Анна Семеновна сделала вечерний укол – снотворное и обезболивающее. Последние две недели делали четыре инъекции в сутки. Игла вошла в исколотую ягодицу так плавно, что отец даже не заметил. Женя позавидовала: она считала, что колет хорошо, но такого мастерства достичь не смогла.
– Ты засыпай теперь, папочка, – сказала Женя и выключила верхний свет.
– Вы скажите, Анна Семеновна, вы ей скажите, чтобы завтра она пожарила мне отбивную…
– Да, да, может быть, не завтра, а через пару дней, когда вы примете курс нового лекарства… Спокойной ночи.
Они еще сидели на кухне, пили чай.
– Вчера ему было так плохо, он был без сознания, не отвечал… Я думала, что конец. А сегодня лучше…
– Этого никто не знает. В любом случае – вопрос нескольких дней.
Она была ровесницей Эммы, совсем старая врачиха, из того самого института, давно уже переехавшего из здания с кариатидами в далекий новый район…
Женя заперла за ней дверь. Погасила свет в коридоре. Слабый свет шел из дальнего конца, с кухни. Из отцовской комнаты раздалось довольно громко:
– Ставьте вопрос на голосование!
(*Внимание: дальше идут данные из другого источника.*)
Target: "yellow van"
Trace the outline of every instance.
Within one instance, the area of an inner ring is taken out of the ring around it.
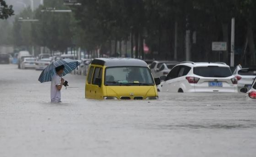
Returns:
[[[145,61],[132,58],[93,60],[85,85],[85,98],[105,100],[153,100],[158,98],[156,85]]]

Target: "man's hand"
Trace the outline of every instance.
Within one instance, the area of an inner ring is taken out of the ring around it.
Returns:
[[[64,81],[65,81],[65,80],[64,79],[63,79],[62,78],[61,78],[61,85],[59,85],[59,86],[57,86],[57,89],[59,90],[60,91],[61,90],[61,88],[62,87],[62,86],[63,85],[63,83],[64,83]]]
[[[63,78],[61,78],[61,84],[63,84],[64,81],[65,81],[65,80]]]

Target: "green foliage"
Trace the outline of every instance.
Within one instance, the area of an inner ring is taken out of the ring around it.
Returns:
[[[4,0],[0,0],[0,19],[6,19],[14,15],[12,5],[8,6]]]

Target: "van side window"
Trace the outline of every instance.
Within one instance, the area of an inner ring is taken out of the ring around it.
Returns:
[[[88,83],[89,84],[91,84],[92,83],[92,77],[94,71],[94,67],[91,66],[91,67],[90,68],[90,70],[89,70],[89,73],[88,73],[88,77],[87,78],[87,83]]]
[[[179,72],[178,72],[178,77],[181,77],[186,75],[188,74],[189,72],[191,69],[191,68],[185,65],[181,66],[180,69],[179,69]]]
[[[180,65],[174,67],[166,76],[166,81],[177,78],[178,76],[178,73],[179,72],[180,68]]]
[[[100,68],[100,72],[99,72],[99,76],[98,78],[100,79],[102,79],[102,68]]]
[[[99,76],[99,72],[100,72],[100,68],[99,67],[95,67],[95,70],[94,70],[94,74],[93,74],[93,83],[94,85],[95,85],[95,81],[96,78],[98,77]]]

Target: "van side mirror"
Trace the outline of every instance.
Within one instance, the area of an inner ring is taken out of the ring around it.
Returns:
[[[166,76],[164,75],[163,76],[161,76],[160,79],[161,80],[165,81],[165,80],[166,80]]]
[[[98,85],[99,87],[101,87],[101,79],[96,78],[95,79],[95,84]]]
[[[161,83],[161,80],[160,80],[160,78],[159,77],[155,78],[154,80],[155,80],[155,83],[156,83],[156,85],[157,86],[160,85],[160,83]]]
[[[248,92],[248,90],[246,87],[243,87],[241,88],[241,89],[240,90],[240,92],[246,93],[246,92]]]

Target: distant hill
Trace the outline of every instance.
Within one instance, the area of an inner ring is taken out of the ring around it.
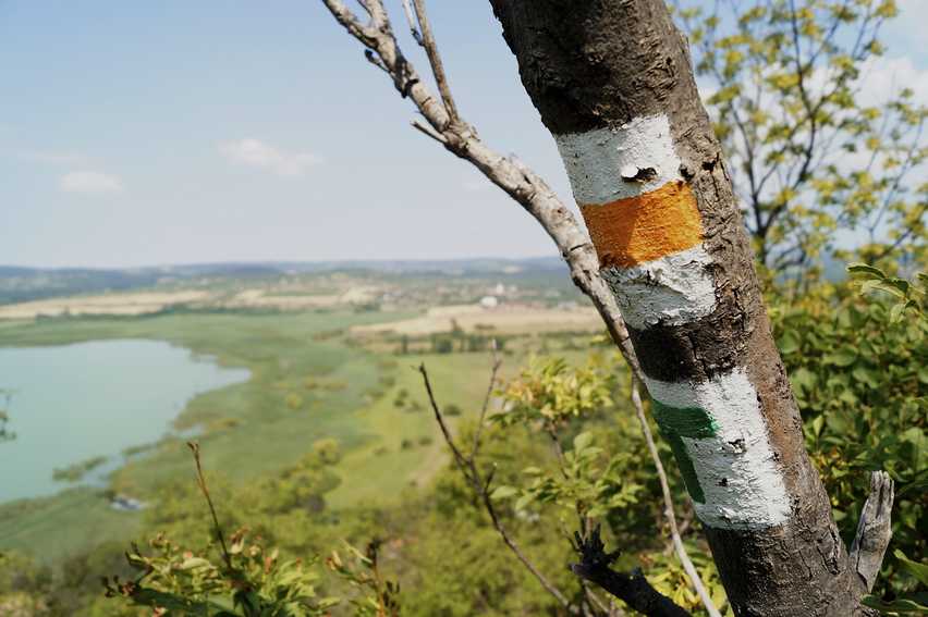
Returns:
[[[23,268],[0,266],[0,304],[78,294],[129,291],[196,279],[265,279],[326,272],[389,275],[532,275],[566,272],[558,257],[527,259],[356,260],[190,263],[131,269]]]

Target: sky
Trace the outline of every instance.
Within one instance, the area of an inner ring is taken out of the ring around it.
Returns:
[[[928,0],[900,5],[868,89],[928,102]],[[462,115],[572,203],[489,2],[429,12]],[[0,264],[554,254],[414,118],[319,0],[0,0]]]

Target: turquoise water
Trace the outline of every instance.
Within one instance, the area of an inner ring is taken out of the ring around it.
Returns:
[[[247,379],[161,341],[0,348],[16,434],[0,444],[0,502],[56,493],[68,484],[51,479],[53,469],[95,456],[112,468],[123,448],[171,432],[193,396]]]

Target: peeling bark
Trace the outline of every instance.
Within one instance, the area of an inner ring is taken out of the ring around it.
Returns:
[[[701,227],[693,242],[700,242],[696,246],[710,262],[683,264],[688,270],[675,279],[654,274],[654,293],[663,296],[655,296],[654,314],[637,320],[630,334],[659,406],[673,398],[670,407],[681,414],[697,410],[719,422],[675,437],[681,440],[675,453],[681,464],[687,455],[693,459],[694,482],[717,483],[711,494],[691,488],[691,495],[735,614],[871,614],[859,599],[872,583],[876,554],[848,558],[806,454],[731,178],[696,90],[687,42],[663,1],[490,1],[525,89],[558,140],[607,279],[607,268],[616,263],[659,274],[651,256],[637,261],[633,249],[643,240],[635,234],[658,247],[666,244],[667,255],[693,244],[674,221],[645,223],[654,217],[642,203],[675,199],[667,201],[668,211],[680,210],[682,198],[664,195],[695,196]],[[669,135],[652,128],[664,118]],[[642,146],[644,125],[651,126],[651,152]],[[577,150],[584,147],[589,150]],[[679,162],[677,169],[668,169],[668,160]],[[677,188],[668,190],[671,183]],[[710,275],[715,291],[711,311],[688,321],[679,318],[683,312],[670,296],[672,282],[684,281],[684,274]],[[615,281],[612,291],[622,306],[632,291],[627,281]],[[673,432],[677,425],[668,421],[662,429]],[[887,493],[871,509],[886,507]],[[857,564],[865,570],[859,575]]]

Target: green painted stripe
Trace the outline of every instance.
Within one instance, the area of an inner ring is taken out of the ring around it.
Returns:
[[[696,468],[693,466],[693,459],[689,458],[686,444],[683,443],[681,437],[697,440],[713,437],[719,427],[709,412],[699,407],[672,407],[656,398],[651,398],[651,402],[660,432],[670,443],[670,448],[680,466],[680,473],[683,476],[683,482],[686,484],[689,496],[693,497],[694,502],[705,504],[706,495],[699,485]]]

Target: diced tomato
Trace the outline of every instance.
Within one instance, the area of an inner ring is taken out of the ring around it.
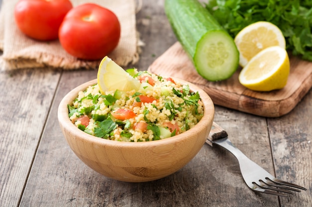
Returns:
[[[143,103],[144,104],[145,103],[152,103],[154,101],[156,101],[156,102],[158,101],[158,99],[145,96],[144,95],[139,95],[139,98],[140,98],[141,102],[135,102],[133,103],[133,106],[141,106]]]
[[[174,130],[175,130],[175,134],[177,135],[179,134],[179,130],[180,128],[179,128],[177,123],[175,123],[174,124],[172,124],[171,122],[166,122],[163,123],[163,126],[167,127],[171,132],[173,132]]]
[[[136,116],[136,114],[129,109],[119,109],[112,112],[112,115],[117,119],[125,120]]]
[[[158,101],[158,100],[156,98],[145,96],[144,95],[139,95],[139,98],[140,98],[140,100],[141,100],[141,103],[152,103],[154,101],[156,101],[156,102]]]
[[[140,121],[135,124],[134,128],[135,130],[140,130],[143,132],[145,132],[148,129],[148,126],[149,125],[147,123]]]
[[[141,82],[147,82],[150,85],[154,86],[155,84],[155,81],[152,78],[152,77],[148,75],[140,75],[139,77],[139,80]]]
[[[88,116],[84,115],[77,119],[77,121],[80,121],[81,122],[81,124],[80,124],[81,125],[84,125],[85,127],[87,127],[88,125],[89,125],[90,119],[88,117]]]
[[[168,81],[170,81],[174,84],[175,84],[175,82],[174,82],[174,80],[173,80],[173,79],[172,78],[171,78],[171,77],[167,77],[166,78],[166,80],[167,80]]]

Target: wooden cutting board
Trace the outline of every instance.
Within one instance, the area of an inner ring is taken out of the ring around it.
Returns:
[[[291,72],[282,89],[256,92],[238,81],[239,69],[229,79],[209,81],[198,74],[179,42],[176,42],[150,66],[148,70],[177,77],[194,83],[210,96],[215,105],[266,117],[278,117],[290,112],[312,86],[312,62],[290,56]]]

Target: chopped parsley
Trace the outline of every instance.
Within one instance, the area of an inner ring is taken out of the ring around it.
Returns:
[[[94,128],[94,135],[99,138],[107,138],[110,133],[117,128],[117,124],[108,118],[103,122],[98,122],[98,127]]]

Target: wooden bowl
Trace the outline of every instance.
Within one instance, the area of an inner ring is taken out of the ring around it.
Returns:
[[[195,127],[164,139],[142,142],[116,141],[99,138],[78,129],[68,117],[67,104],[72,104],[79,91],[97,83],[94,79],[68,93],[58,107],[58,121],[64,136],[76,155],[89,167],[108,177],[126,182],[150,181],[166,177],[189,162],[205,143],[214,116],[213,103],[202,89],[198,91],[204,104],[204,116]]]

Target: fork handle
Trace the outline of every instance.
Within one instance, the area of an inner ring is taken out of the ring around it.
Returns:
[[[214,141],[222,138],[225,138],[227,137],[227,136],[228,135],[226,132],[215,122],[213,122],[212,123],[211,130],[210,130],[210,132],[208,136],[208,138],[207,138],[206,143],[210,145],[212,145],[212,143],[213,143]]]
[[[228,138],[228,134],[225,130],[213,122],[206,143],[211,146],[212,143],[222,146],[233,154],[238,159],[241,159],[241,159],[249,159],[241,150],[234,146]]]

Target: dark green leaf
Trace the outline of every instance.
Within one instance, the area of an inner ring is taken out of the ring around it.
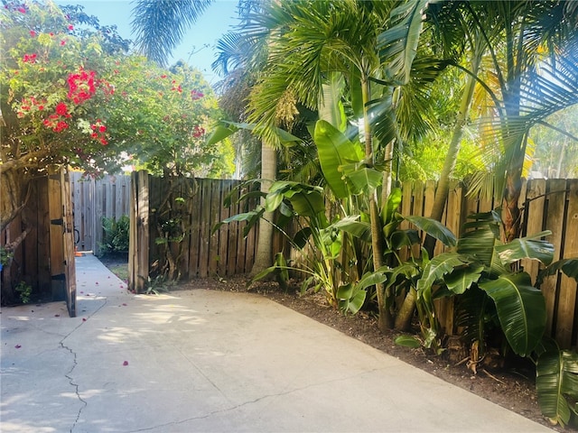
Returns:
[[[508,342],[520,356],[528,356],[545,329],[545,300],[526,272],[500,275],[479,283],[496,304]]]
[[[446,246],[454,246],[456,244],[455,235],[439,221],[425,216],[410,216],[406,219],[417,226],[420,230],[434,236]]]
[[[550,264],[554,258],[554,245],[539,239],[548,235],[552,235],[552,232],[546,230],[532,236],[514,239],[508,244],[496,245],[496,251],[504,264],[513,263],[520,259],[534,259],[544,264]]]
[[[578,399],[578,354],[562,350],[555,341],[549,340],[546,351],[537,359],[536,373],[542,413],[554,423],[568,425],[572,403],[566,395]]]
[[[456,295],[461,295],[466,291],[472,283],[477,282],[481,276],[484,267],[481,265],[471,265],[465,268],[457,269],[452,273],[445,275],[443,281],[448,289]]]
[[[404,347],[411,347],[416,349],[422,345],[422,342],[415,336],[398,336],[394,339],[396,345],[403,345]]]

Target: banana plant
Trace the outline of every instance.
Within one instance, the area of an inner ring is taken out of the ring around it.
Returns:
[[[542,413],[554,424],[578,428],[578,354],[545,337],[536,352],[536,390]]]
[[[547,265],[554,257],[554,247],[542,237],[544,231],[516,239],[508,244],[499,240],[499,216],[494,212],[474,214],[464,225],[465,235],[458,241],[456,251],[433,258],[417,282],[418,296],[429,297],[433,288],[442,286],[437,296],[480,296],[472,289],[480,289],[488,300],[476,302],[475,311],[462,317],[471,319],[461,323],[468,336],[484,336],[487,323],[480,319],[495,313],[511,349],[520,356],[528,356],[542,339],[545,329],[545,301],[542,292],[531,283],[525,272],[515,272],[512,265],[523,258],[537,260]],[[471,290],[470,293],[469,290]],[[489,300],[490,299],[490,300]],[[483,339],[476,339],[483,355]],[[471,341],[470,343],[474,343]]]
Ставьте вопрос на голосование!
«Опять бредит. Наверное, во сне», – подумала Женя.
Вымыла чашки. Вытерла чистым полотенцем. Села, опершись на стол, положив подбородок на сцепленные пальцы. Это был его жест, его поза. Всю жизнь она избегала в себе самой того, что от него унаследовала. Истребляла в себе его часть. Но все равно была похожа на него, а вовсе не на Элизабет Тейлор, на которую была похожа Эмма.
– Мама! – услышала Женя.
«Опять бредит. Бедный…»
И снова, уже громче, уже явственный зов:
– Мама! Мама!
Вышла в коридор. Постояла под дверью. Войти? Не входить?
«Не пойду!» – сказала себе. И заметалась по коридору.